Fortunately for them, in the hyperlinked world it is not necessary to airbrush dissenters out of the group photograph. You can simply wait for Google's PageRank to promote the ideas the A-list find acceptable and linkworthy to the top of the page, while the websites of apostates disappear below the fold and out of history. Who needs a memory hole when the world's favourite search engine does the job so effectively?
Whatever analogy we choose, one thing is clear — any group with influence needs people outside that group who will criticise it. In the real world of politics and society, journalists do that — proper journalists who know what having principles means, who aim for objectivity while accepting that it is unattainable, and who are open about who pays them and who they work with.
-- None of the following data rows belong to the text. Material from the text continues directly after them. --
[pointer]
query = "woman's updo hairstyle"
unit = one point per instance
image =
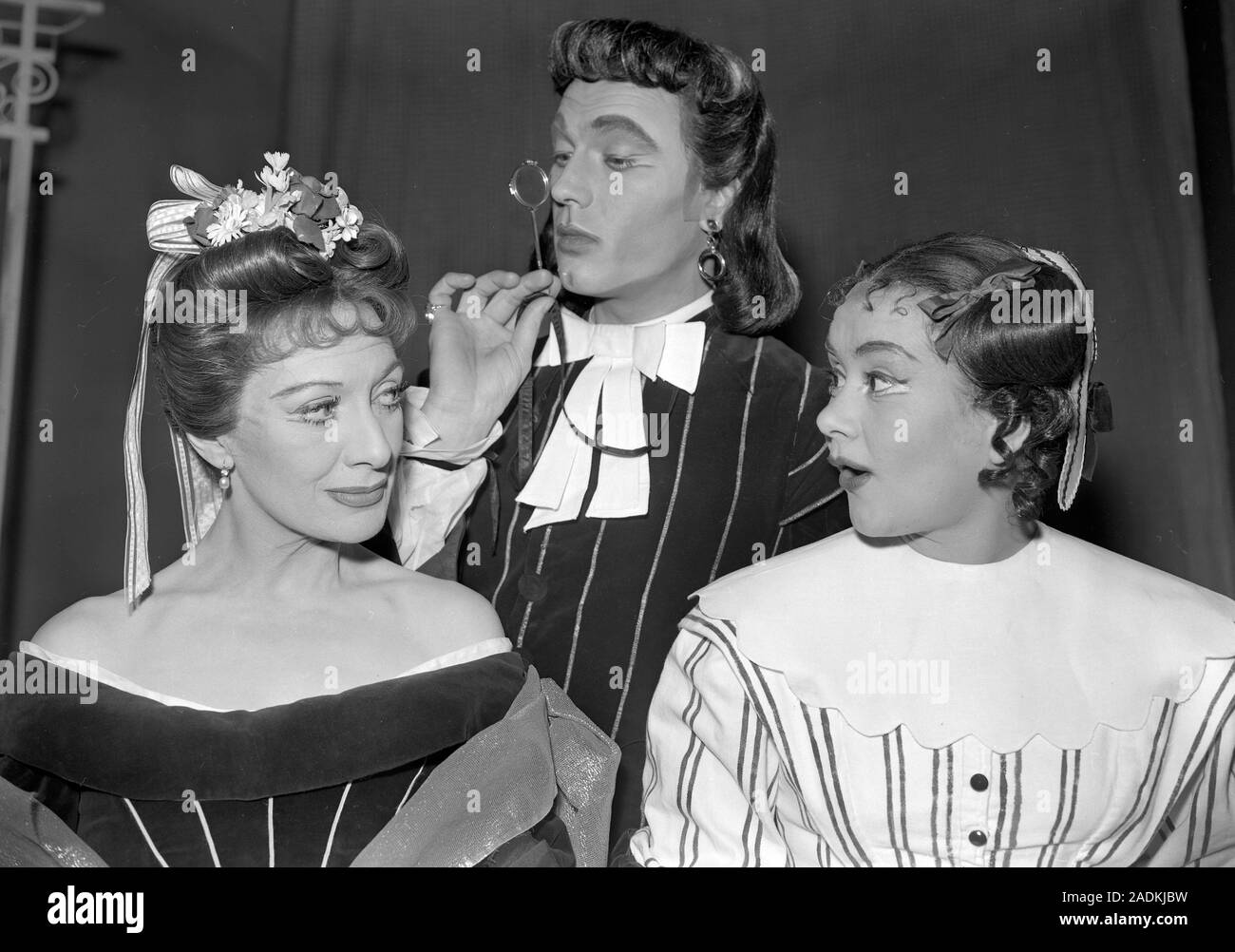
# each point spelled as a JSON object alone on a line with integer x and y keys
{"x": 1017, "y": 371}
{"x": 289, "y": 292}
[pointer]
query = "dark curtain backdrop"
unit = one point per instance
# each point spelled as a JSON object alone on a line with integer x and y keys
{"x": 1086, "y": 159}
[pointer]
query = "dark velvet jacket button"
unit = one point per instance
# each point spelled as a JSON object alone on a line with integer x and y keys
{"x": 532, "y": 586}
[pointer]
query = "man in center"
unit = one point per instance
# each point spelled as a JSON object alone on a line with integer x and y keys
{"x": 687, "y": 446}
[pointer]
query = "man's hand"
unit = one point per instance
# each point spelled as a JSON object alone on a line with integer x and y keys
{"x": 481, "y": 353}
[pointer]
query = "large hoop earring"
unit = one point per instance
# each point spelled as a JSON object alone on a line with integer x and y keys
{"x": 714, "y": 255}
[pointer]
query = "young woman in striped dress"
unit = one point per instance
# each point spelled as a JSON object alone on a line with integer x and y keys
{"x": 951, "y": 682}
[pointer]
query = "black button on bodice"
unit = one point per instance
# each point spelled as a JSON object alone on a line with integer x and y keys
{"x": 532, "y": 585}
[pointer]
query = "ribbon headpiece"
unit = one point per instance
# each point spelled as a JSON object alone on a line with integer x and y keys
{"x": 317, "y": 213}
{"x": 1091, "y": 399}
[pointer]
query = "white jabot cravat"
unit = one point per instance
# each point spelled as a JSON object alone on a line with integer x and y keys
{"x": 610, "y": 388}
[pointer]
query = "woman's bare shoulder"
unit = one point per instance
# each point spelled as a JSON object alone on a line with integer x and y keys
{"x": 86, "y": 629}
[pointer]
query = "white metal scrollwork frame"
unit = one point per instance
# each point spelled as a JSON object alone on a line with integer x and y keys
{"x": 28, "y": 33}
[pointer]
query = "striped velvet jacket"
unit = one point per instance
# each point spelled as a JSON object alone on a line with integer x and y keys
{"x": 740, "y": 476}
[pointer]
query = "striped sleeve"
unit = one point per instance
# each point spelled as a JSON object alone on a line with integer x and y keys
{"x": 814, "y": 504}
{"x": 711, "y": 771}
{"x": 1199, "y": 828}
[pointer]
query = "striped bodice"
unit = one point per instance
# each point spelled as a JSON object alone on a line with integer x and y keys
{"x": 741, "y": 771}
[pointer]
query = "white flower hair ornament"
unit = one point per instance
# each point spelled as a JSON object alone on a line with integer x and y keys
{"x": 316, "y": 211}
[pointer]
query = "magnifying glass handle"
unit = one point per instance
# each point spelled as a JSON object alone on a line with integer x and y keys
{"x": 540, "y": 263}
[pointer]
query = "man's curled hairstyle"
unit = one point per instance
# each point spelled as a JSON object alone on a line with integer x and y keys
{"x": 729, "y": 135}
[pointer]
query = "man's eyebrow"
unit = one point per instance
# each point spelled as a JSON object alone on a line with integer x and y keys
{"x": 624, "y": 124}
{"x": 873, "y": 346}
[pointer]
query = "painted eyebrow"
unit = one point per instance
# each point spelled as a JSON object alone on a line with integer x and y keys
{"x": 875, "y": 347}
{"x": 624, "y": 124}
{"x": 305, "y": 386}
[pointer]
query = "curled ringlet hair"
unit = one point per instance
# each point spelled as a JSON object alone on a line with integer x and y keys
{"x": 1019, "y": 371}
{"x": 289, "y": 293}
{"x": 729, "y": 135}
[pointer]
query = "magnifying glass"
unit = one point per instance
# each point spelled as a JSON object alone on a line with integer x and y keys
{"x": 529, "y": 186}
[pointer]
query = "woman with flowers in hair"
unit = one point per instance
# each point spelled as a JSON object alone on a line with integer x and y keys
{"x": 950, "y": 682}
{"x": 282, "y": 695}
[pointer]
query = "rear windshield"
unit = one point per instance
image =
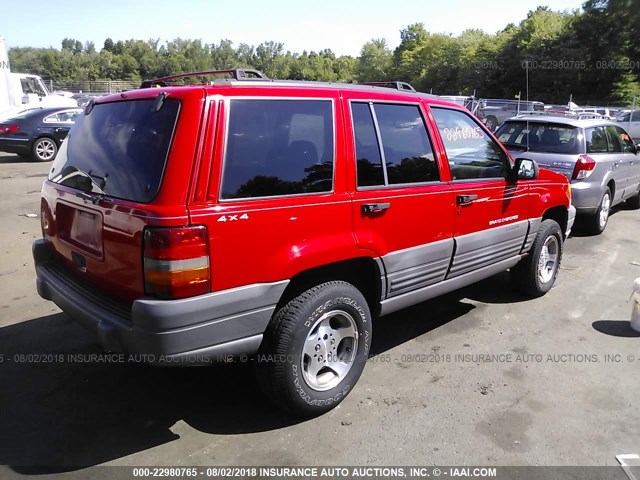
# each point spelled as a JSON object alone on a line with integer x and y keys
{"x": 119, "y": 149}
{"x": 541, "y": 137}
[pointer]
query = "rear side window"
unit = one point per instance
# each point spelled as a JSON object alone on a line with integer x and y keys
{"x": 406, "y": 155}
{"x": 627, "y": 143}
{"x": 614, "y": 140}
{"x": 596, "y": 139}
{"x": 278, "y": 147}
{"x": 471, "y": 152}
{"x": 119, "y": 149}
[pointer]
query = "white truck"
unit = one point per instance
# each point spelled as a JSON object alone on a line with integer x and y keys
{"x": 21, "y": 91}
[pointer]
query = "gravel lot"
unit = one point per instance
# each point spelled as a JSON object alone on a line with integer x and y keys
{"x": 482, "y": 376}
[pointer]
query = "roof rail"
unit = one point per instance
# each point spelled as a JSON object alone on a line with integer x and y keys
{"x": 395, "y": 84}
{"x": 236, "y": 73}
{"x": 586, "y": 116}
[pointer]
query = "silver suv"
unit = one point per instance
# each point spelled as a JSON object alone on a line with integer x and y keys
{"x": 596, "y": 155}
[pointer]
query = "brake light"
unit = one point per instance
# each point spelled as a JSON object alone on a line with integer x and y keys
{"x": 584, "y": 167}
{"x": 176, "y": 262}
{"x": 4, "y": 129}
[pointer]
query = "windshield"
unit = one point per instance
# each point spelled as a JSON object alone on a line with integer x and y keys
{"x": 120, "y": 147}
{"x": 541, "y": 137}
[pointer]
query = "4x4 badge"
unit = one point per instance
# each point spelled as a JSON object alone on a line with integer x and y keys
{"x": 233, "y": 218}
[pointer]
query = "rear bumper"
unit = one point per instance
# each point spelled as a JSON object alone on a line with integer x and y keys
{"x": 571, "y": 219}
{"x": 586, "y": 196}
{"x": 15, "y": 146}
{"x": 196, "y": 330}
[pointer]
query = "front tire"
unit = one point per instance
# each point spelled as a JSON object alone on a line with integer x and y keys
{"x": 535, "y": 274}
{"x": 315, "y": 349}
{"x": 44, "y": 149}
{"x": 597, "y": 222}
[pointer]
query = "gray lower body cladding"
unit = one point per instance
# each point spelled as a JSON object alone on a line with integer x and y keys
{"x": 453, "y": 263}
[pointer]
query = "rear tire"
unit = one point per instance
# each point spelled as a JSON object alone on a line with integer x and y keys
{"x": 315, "y": 349}
{"x": 535, "y": 274}
{"x": 44, "y": 149}
{"x": 597, "y": 222}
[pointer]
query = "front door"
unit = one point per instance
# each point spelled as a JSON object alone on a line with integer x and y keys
{"x": 492, "y": 212}
{"x": 402, "y": 210}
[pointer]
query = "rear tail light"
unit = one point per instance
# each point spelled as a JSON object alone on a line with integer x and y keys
{"x": 4, "y": 129}
{"x": 176, "y": 262}
{"x": 584, "y": 167}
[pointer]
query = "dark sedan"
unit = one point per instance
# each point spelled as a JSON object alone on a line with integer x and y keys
{"x": 37, "y": 133}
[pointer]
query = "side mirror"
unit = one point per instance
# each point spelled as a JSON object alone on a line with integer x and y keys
{"x": 525, "y": 169}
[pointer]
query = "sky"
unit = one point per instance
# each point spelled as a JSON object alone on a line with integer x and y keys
{"x": 342, "y": 26}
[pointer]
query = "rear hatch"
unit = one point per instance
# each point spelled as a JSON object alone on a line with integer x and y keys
{"x": 553, "y": 146}
{"x": 125, "y": 165}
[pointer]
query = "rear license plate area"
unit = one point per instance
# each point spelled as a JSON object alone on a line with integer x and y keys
{"x": 80, "y": 228}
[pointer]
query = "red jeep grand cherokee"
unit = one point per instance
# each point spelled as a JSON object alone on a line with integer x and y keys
{"x": 251, "y": 215}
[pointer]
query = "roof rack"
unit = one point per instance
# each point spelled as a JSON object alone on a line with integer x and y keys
{"x": 580, "y": 116}
{"x": 394, "y": 84}
{"x": 236, "y": 73}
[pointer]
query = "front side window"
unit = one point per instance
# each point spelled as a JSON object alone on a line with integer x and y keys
{"x": 540, "y": 137}
{"x": 62, "y": 117}
{"x": 406, "y": 155}
{"x": 471, "y": 152}
{"x": 278, "y": 147}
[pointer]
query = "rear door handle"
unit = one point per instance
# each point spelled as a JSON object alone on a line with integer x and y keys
{"x": 375, "y": 207}
{"x": 465, "y": 199}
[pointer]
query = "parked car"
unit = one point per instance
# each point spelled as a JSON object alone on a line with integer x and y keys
{"x": 630, "y": 121}
{"x": 365, "y": 200}
{"x": 597, "y": 155}
{"x": 37, "y": 133}
{"x": 493, "y": 112}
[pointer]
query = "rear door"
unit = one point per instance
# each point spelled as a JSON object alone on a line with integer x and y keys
{"x": 621, "y": 161}
{"x": 402, "y": 208}
{"x": 607, "y": 155}
{"x": 492, "y": 213}
{"x": 629, "y": 159}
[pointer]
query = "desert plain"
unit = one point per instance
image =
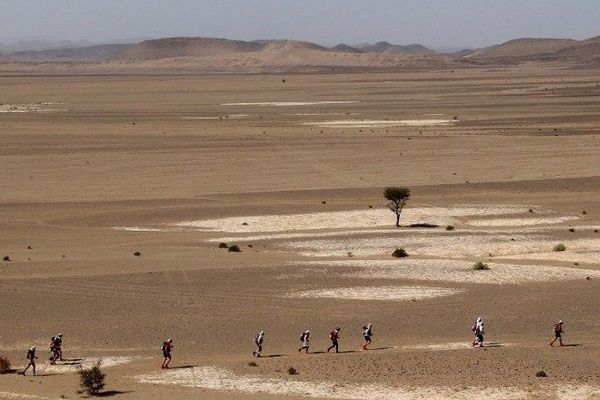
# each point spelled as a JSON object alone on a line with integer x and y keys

The enlightenment idea of privacy is breaking apart under the strain of new technologies, social tools and the emergence of the database state. We cannot hold back the tide, but we can use it as an opportunity to rethink what we understand by 'personality', how we engage and interact with others and where the boundaries can be put between the public and private. Those of us who are ahead of the curve when it comes to the adoption and use of technologies that undermine the old model of privacy have much to teach those who will come after us, and can offer advice and support to those who might be unhappy to have their movements, eating habits, friendships and patterns of media consumption made available to all. But every Twitterer, Tumblr, Dopplr or Brightkite user at Lift is sharing more data with more people than even the FBI under Hoover or the Stasi at the height of its powers could have dreamed of. And we do so willingly, hoping to benefit in unquantifiable ways from this unwarranted — in all senses — disclosure. I'll argue that we are in the vanguard of creating not just new forms of social organisation but new ways of being human.